You will need to choose your own practices and see by trial and error what what actually makes a difference in your gun and to your bullet and powder combination? For example, I mentioned that I deburr flashholes, but have found it only makes a difference I can see when shooting ball powders. If I am shooting Varget or other stick powders, I can't see any difference. I still do it just because I don't know whether I will recycle those cases to use a ball powder at some point in the future or not? I decided it can't hurt to process all my cases the same way. Lao Tzu said: "knowing constancy is insight" (circa 350 or 550 B.C.; not agreed upon). The only exceptions are Norma and Lapua brass I've bought that have no burrs in the first place. They also don't vary much in any regard, and I find I can leave them pretty much alone after trimming.
Nick
fornra
11-10-2006, 07:00 PM
I agree with Nick about the Norma and Lapua brass. Though I mostly use Lapua because of price, Norma is just to ****ed expensive! I still like Winchester brass for my 45-70, as in the large calibers I don't weigh anything but the powder. I also like Sierra match bullets because I've weighed a box of 100 and all were within .1 gr. I don't know if this was a fluke but I was duely impressed!
Swany
11-13-2006, 12:35 PM
Zapzoo, I figure you are looking for accuracy in your 45-70. First and foremost you are going in the right direction by wanting consistancy in your reloads. For straight walled cases I resize to minimum, I also trim the cases uniformly even if it means minimum length, this is to make sure you have a good crimp and the bullet is square to the case and leaves that way when fired. The rest of the stuff on weighing bullets, and cases the narrower the gap, the more consistant you will be. I've had good luck as far as accuracy is concerned with the 45-70 with 300 - 350gn bullets using RX7 powder with starting loads, 33gns for the 300gn bullets. When going for the most accuracy prepping cases I buy in lots of 500 cases, and weigh after trimming ect, and try to make sure I have a friend with the same cal to share the labors and brass. 45-70s are fairly easy on cases. If you get three different weights high, mid, and low with a variance of +- .5 gns you've done well and are very lucky.
faucettb
11-13-2006, 12:48 PM
Loading for accuracy leads to the question of what kind of accuracy. If your bench rest shooting and are trying to squeeze the last few thousandths of an inch out of your rifle/handloads then there's a bunch of steps to making the most accurate ammo you can.
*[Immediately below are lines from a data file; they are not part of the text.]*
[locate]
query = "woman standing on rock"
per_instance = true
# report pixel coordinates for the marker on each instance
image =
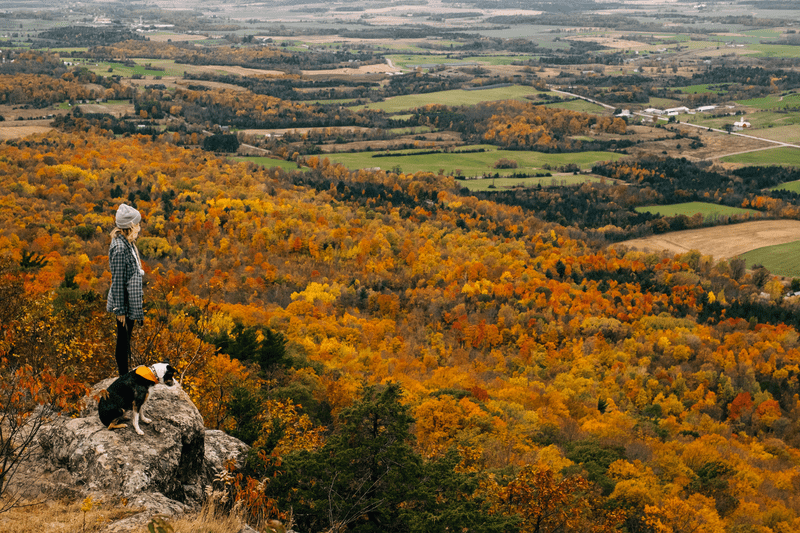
(125, 296)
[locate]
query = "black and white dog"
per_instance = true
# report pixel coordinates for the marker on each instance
(129, 392)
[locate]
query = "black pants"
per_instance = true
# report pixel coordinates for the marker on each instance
(123, 351)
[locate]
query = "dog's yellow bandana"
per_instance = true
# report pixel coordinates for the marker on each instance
(146, 373)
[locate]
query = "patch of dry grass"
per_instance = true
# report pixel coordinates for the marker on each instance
(63, 517)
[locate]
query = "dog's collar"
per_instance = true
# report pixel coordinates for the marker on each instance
(147, 373)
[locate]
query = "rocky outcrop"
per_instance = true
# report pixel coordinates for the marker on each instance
(164, 471)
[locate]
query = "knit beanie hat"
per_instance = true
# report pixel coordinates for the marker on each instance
(127, 216)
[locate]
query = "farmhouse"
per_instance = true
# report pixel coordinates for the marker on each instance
(677, 110)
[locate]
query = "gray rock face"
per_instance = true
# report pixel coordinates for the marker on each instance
(163, 471)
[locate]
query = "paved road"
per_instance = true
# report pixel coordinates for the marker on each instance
(775, 143)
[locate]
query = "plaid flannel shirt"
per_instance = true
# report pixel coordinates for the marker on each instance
(125, 297)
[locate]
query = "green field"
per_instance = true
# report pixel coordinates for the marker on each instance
(774, 102)
(560, 180)
(775, 50)
(474, 164)
(782, 156)
(709, 211)
(268, 162)
(703, 88)
(453, 98)
(761, 122)
(780, 259)
(579, 105)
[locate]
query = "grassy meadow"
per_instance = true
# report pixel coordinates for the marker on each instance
(780, 259)
(560, 180)
(453, 98)
(689, 209)
(782, 156)
(473, 164)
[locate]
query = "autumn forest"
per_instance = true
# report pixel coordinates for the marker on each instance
(515, 370)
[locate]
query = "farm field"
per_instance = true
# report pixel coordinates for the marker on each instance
(782, 156)
(561, 180)
(579, 105)
(780, 259)
(693, 208)
(453, 98)
(269, 162)
(471, 164)
(721, 242)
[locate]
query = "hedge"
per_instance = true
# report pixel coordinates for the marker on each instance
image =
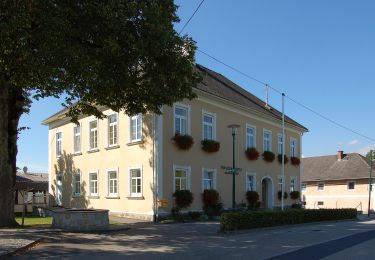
(257, 219)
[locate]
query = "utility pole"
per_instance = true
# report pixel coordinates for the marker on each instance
(370, 185)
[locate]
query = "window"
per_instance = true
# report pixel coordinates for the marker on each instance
(293, 147)
(280, 144)
(136, 128)
(293, 183)
(77, 183)
(250, 136)
(250, 182)
(93, 125)
(209, 122)
(351, 185)
(112, 130)
(181, 119)
(58, 144)
(93, 184)
(181, 178)
(77, 139)
(209, 179)
(267, 140)
(135, 182)
(112, 184)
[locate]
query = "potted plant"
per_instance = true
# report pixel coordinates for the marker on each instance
(280, 158)
(295, 161)
(210, 146)
(183, 142)
(252, 153)
(268, 156)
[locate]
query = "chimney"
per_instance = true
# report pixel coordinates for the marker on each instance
(340, 155)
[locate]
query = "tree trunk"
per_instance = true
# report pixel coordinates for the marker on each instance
(11, 109)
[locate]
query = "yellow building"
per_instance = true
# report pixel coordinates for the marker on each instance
(337, 181)
(131, 165)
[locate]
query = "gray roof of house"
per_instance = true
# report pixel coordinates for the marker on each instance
(216, 84)
(323, 168)
(31, 181)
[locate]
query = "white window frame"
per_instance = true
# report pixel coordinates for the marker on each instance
(254, 181)
(254, 136)
(347, 185)
(293, 179)
(75, 136)
(213, 124)
(115, 126)
(136, 117)
(97, 183)
(270, 139)
(109, 194)
(59, 144)
(97, 134)
(75, 174)
(214, 177)
(188, 173)
(293, 147)
(183, 106)
(131, 193)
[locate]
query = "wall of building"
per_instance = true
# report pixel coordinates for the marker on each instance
(337, 195)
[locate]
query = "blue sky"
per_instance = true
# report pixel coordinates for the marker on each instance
(321, 53)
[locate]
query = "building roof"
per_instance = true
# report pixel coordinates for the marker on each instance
(31, 181)
(216, 84)
(324, 168)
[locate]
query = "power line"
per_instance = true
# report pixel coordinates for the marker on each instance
(191, 17)
(290, 98)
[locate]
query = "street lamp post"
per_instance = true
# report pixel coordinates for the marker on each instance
(234, 128)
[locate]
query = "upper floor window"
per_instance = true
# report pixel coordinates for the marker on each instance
(58, 144)
(250, 136)
(267, 140)
(93, 126)
(280, 144)
(293, 147)
(112, 130)
(209, 126)
(136, 128)
(77, 139)
(181, 119)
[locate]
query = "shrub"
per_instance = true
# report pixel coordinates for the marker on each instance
(295, 161)
(210, 146)
(183, 142)
(211, 203)
(257, 219)
(252, 154)
(279, 194)
(268, 156)
(252, 198)
(295, 195)
(280, 158)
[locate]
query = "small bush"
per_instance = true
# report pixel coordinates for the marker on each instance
(210, 146)
(268, 156)
(280, 158)
(252, 154)
(183, 142)
(211, 203)
(252, 198)
(257, 219)
(279, 195)
(295, 195)
(295, 161)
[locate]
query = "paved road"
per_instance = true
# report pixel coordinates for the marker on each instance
(201, 241)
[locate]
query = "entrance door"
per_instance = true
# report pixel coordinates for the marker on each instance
(59, 189)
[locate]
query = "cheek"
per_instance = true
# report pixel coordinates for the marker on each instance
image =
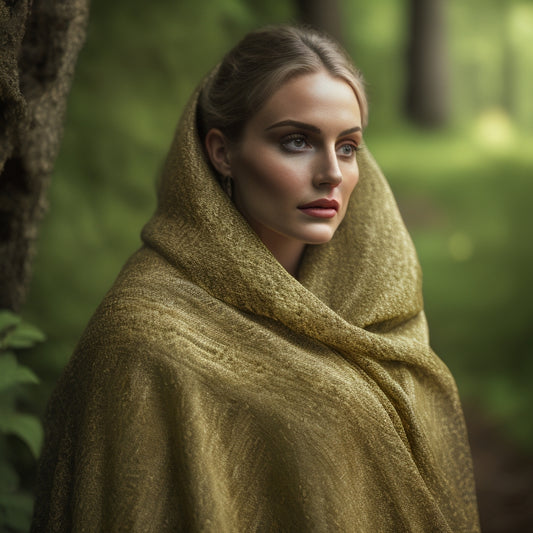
(271, 175)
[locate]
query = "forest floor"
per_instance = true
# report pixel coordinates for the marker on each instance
(504, 477)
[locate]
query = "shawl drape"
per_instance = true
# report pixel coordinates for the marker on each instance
(212, 391)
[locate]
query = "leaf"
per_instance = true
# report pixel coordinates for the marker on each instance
(8, 320)
(12, 373)
(24, 335)
(26, 427)
(9, 480)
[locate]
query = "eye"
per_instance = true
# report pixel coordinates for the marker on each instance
(294, 143)
(347, 150)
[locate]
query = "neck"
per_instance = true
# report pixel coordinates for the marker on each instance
(288, 252)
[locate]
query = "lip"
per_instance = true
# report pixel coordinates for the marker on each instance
(322, 208)
(324, 203)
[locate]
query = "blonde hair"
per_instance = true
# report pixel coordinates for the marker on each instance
(260, 64)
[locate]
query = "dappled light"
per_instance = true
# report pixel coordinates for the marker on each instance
(464, 187)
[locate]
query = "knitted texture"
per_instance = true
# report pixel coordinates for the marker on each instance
(214, 392)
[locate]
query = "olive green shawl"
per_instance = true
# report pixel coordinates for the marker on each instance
(214, 392)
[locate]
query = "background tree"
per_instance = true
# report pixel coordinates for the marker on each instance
(322, 15)
(39, 44)
(427, 69)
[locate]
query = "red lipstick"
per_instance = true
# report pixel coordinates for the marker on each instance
(322, 208)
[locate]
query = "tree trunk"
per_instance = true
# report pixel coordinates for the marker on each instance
(427, 65)
(321, 14)
(39, 45)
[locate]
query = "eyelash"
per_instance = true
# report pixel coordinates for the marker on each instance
(298, 136)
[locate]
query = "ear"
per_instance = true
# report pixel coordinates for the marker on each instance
(217, 147)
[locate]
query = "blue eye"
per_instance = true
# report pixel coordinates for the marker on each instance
(294, 143)
(347, 150)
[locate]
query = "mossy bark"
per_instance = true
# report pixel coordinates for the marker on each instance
(39, 44)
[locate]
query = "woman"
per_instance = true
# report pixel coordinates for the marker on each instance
(262, 362)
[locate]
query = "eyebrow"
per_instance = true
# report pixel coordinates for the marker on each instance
(309, 127)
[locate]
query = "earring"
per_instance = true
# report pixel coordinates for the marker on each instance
(227, 185)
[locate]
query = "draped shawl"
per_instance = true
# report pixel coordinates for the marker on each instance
(212, 391)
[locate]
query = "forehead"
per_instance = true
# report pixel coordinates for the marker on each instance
(317, 98)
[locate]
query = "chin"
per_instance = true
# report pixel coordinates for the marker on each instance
(321, 237)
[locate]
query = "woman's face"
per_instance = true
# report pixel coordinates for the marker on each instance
(295, 166)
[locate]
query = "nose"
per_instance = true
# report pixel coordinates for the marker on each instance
(327, 171)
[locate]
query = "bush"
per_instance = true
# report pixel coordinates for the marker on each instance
(16, 426)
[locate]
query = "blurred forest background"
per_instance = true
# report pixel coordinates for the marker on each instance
(458, 155)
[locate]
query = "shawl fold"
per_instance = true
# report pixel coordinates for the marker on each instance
(212, 391)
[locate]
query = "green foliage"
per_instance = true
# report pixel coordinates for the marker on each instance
(465, 192)
(15, 503)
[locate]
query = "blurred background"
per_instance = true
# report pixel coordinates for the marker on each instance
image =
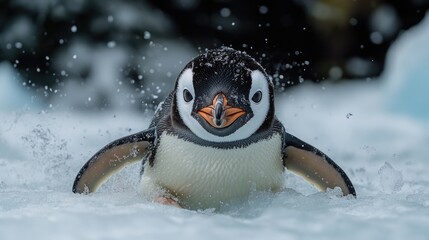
(95, 54)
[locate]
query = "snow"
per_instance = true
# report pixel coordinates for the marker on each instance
(373, 129)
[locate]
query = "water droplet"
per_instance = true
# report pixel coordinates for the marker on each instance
(111, 44)
(263, 9)
(225, 12)
(18, 45)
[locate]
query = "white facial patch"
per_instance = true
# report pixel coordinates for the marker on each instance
(260, 109)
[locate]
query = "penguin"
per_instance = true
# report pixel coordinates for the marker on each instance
(214, 140)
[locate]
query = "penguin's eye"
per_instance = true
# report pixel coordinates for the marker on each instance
(257, 96)
(187, 96)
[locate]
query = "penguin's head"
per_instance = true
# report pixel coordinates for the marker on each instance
(224, 95)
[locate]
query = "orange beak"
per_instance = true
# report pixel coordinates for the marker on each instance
(219, 114)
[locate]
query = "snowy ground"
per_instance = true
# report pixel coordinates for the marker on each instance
(376, 131)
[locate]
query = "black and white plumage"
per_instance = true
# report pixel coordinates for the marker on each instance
(214, 139)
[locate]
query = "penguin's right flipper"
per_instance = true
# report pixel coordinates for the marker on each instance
(314, 166)
(112, 158)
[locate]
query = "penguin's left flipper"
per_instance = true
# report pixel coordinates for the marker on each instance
(314, 166)
(112, 158)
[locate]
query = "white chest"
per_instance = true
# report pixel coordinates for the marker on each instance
(206, 177)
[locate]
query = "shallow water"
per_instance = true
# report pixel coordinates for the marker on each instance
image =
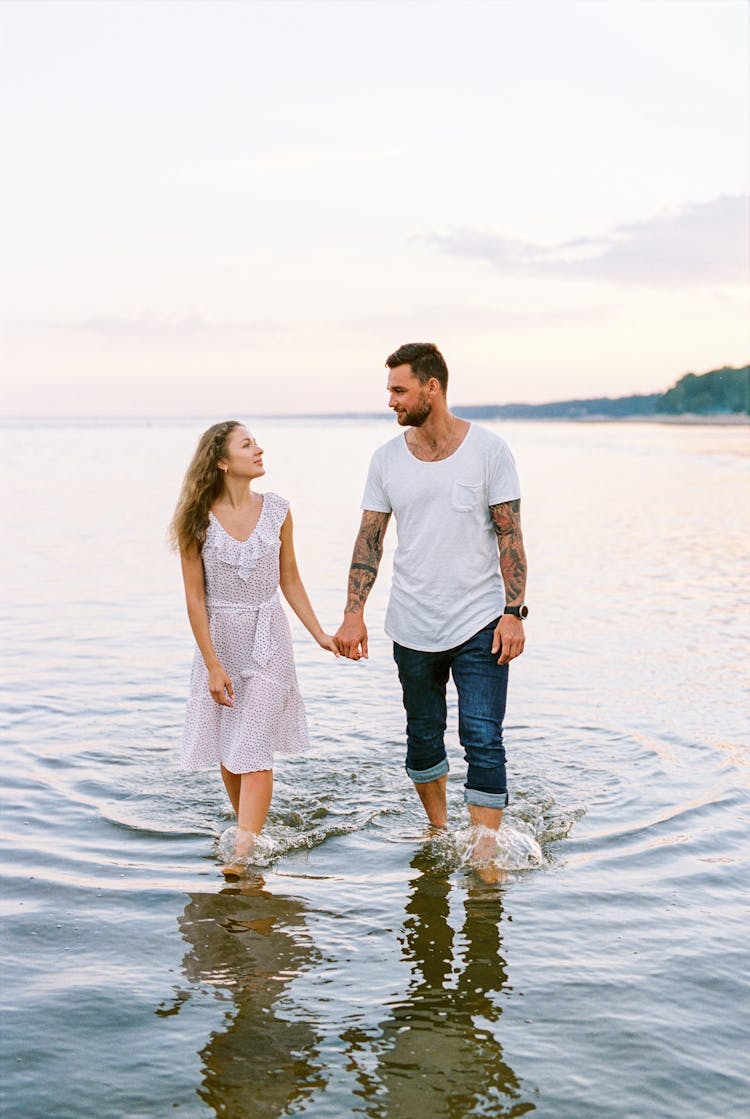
(367, 969)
If your target shooting and use a lot of ammo then your not going to need component control at as high a level as a bench rest shooter.
Handloading for the varmit/big game shooter whom wants the most accuracy from his game guns again does not need as high a component control as the target shooter.
Another question comes in here. Do you have equipment that will get the accuracy out of these high quality handloads? If the equipment your shooting is not capable of say 1/2 inch ten shot group accuracy at a hundred yards and only capable of 1.5 inch groups at that distance it won't matter how much care you put in reloading you can't beat the inherent accuracy of your equipment unless you upgrade that equipment.
How about letting us know what your shooting with and what kind of accuracy your getting now and what your expecting. This should give us a much better idea on how to help you.